A patient’s main concern is sometimes not medical. It can be helpful to ask, “Is there anything we didn’t cover that you’d like to talk about?”  

I was wrapping an office visit and felt like we’d a thorough conversation. But my patient sat stone faced and shifted slightly in his chair. Something was off. I gently asked, “Is there something we didn’t cover today that you’d like to discuss?” 


“Well actually, I do have a silly question . . . when will I be able prune my blueberry bushes?” 


A thorough review in medicine does not include agriculture care. 

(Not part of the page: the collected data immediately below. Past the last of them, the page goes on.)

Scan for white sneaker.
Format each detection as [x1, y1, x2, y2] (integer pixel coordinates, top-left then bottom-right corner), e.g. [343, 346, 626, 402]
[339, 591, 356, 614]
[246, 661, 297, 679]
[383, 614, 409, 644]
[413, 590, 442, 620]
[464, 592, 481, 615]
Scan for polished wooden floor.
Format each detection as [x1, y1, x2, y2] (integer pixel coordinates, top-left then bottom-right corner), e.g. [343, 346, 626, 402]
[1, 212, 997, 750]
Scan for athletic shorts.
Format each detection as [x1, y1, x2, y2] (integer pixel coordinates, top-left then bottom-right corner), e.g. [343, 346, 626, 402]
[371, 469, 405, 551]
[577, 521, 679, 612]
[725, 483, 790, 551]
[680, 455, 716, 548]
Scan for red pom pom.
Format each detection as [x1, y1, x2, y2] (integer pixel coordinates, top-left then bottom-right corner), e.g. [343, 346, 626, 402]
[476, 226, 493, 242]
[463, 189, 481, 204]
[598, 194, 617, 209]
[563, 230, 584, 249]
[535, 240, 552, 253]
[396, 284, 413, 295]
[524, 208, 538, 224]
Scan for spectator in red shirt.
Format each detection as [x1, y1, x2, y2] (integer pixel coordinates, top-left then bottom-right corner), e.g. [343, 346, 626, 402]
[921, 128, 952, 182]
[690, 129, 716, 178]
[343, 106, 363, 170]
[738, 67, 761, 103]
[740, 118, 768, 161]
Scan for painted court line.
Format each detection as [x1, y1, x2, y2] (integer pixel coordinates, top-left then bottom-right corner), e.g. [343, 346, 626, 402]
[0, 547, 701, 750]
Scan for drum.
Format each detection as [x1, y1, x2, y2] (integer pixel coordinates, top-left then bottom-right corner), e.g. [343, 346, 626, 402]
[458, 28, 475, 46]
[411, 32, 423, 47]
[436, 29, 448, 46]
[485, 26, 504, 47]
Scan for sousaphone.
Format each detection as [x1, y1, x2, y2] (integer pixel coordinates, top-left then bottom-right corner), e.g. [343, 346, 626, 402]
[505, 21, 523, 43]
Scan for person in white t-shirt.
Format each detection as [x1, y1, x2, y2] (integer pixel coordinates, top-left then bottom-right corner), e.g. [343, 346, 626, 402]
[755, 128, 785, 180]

“Not a silly question,” I said. 


This is a common event where we nail down treatment for the medical issue and we feel a sense of accomplishment. But that isn’t always the main thing that bothers our patients. How these injuries and diseases affect each person personal. We may cover ADLs but what about their other hobbies or values? These are the things that give them meaning and enrich their lives. The good news is the answers aren’t hidden to us, but we do need to do a few things to create an open environment for the patient to share their personal concerns. 

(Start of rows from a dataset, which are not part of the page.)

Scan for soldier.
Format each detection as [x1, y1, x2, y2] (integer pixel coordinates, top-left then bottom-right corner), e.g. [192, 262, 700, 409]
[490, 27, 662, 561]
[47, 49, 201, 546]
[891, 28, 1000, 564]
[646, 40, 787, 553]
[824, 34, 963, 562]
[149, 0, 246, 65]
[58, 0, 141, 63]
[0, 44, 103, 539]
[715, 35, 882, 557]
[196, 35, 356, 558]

The standard format for a visit ends with time to ask questions. But this appeal for questions only works if you have created an environment for open communication. We accomplish this with simple changes that take only a couple minutes. Sit down and face the patient. Smile often. Let the patient finish their thoughts. Pause for discussion periodically. Avoid medical jargon and adopt their language. Thank them for their honesty. And ask these two questions: 


1. “What activities do you like doing that you can’t do anymore?” or, “What do you want to get back to once this medical condition improves? 

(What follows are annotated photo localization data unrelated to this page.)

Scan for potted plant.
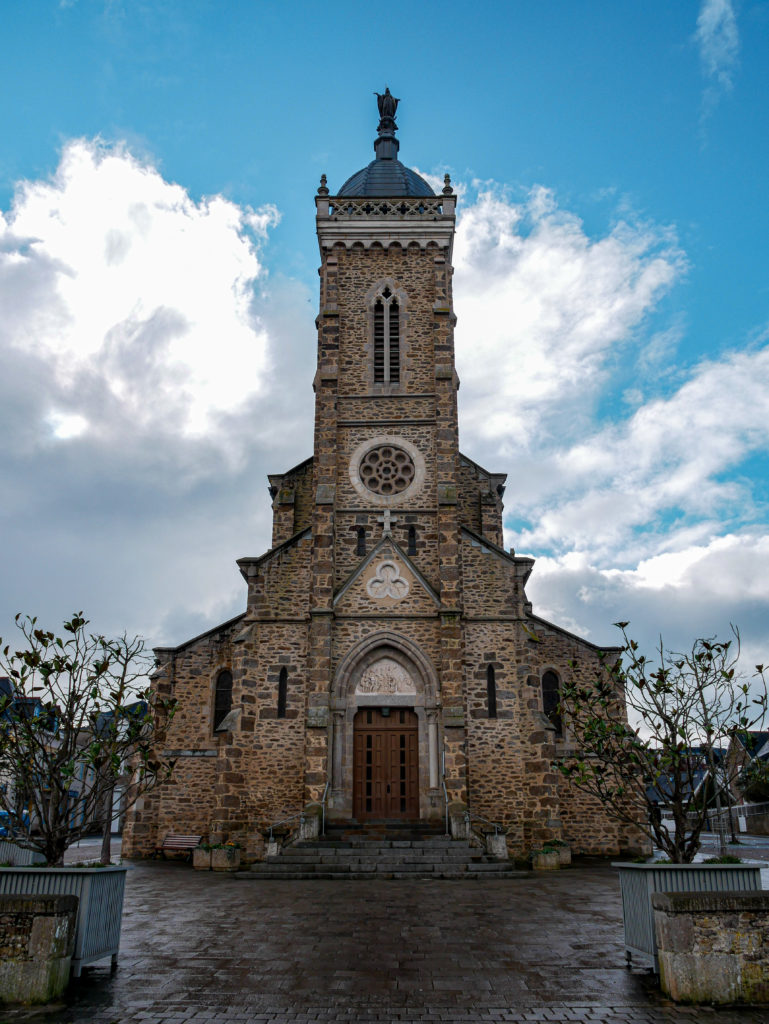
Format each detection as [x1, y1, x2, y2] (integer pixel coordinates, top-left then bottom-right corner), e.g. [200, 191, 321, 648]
[549, 839, 571, 866]
[192, 843, 212, 870]
[0, 612, 176, 977]
[211, 841, 241, 871]
[531, 846, 559, 870]
[557, 623, 767, 968]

2. Instead of asking, “Do you have any questions?” say, “Is there anything we didn’t cover that you’d like to talk about?”



My patient and I talked about when and how to safely return to pruning blueberry bushes within the scope of his treatment. I restored this patient’s “why” as well as addressed all medical concerns. When our patients walk out the door, they may worry about the medical details, but instead worry about their lives, hobbies, job, and maybe even who is going to prune the bushes. Ask the right questions and you can seamlessly take a bushel of worries off your patient’s back.









This piece expresses the views solely of the author. It does not necessarily represent the views of any organization, including Johns Hopkins Medicine.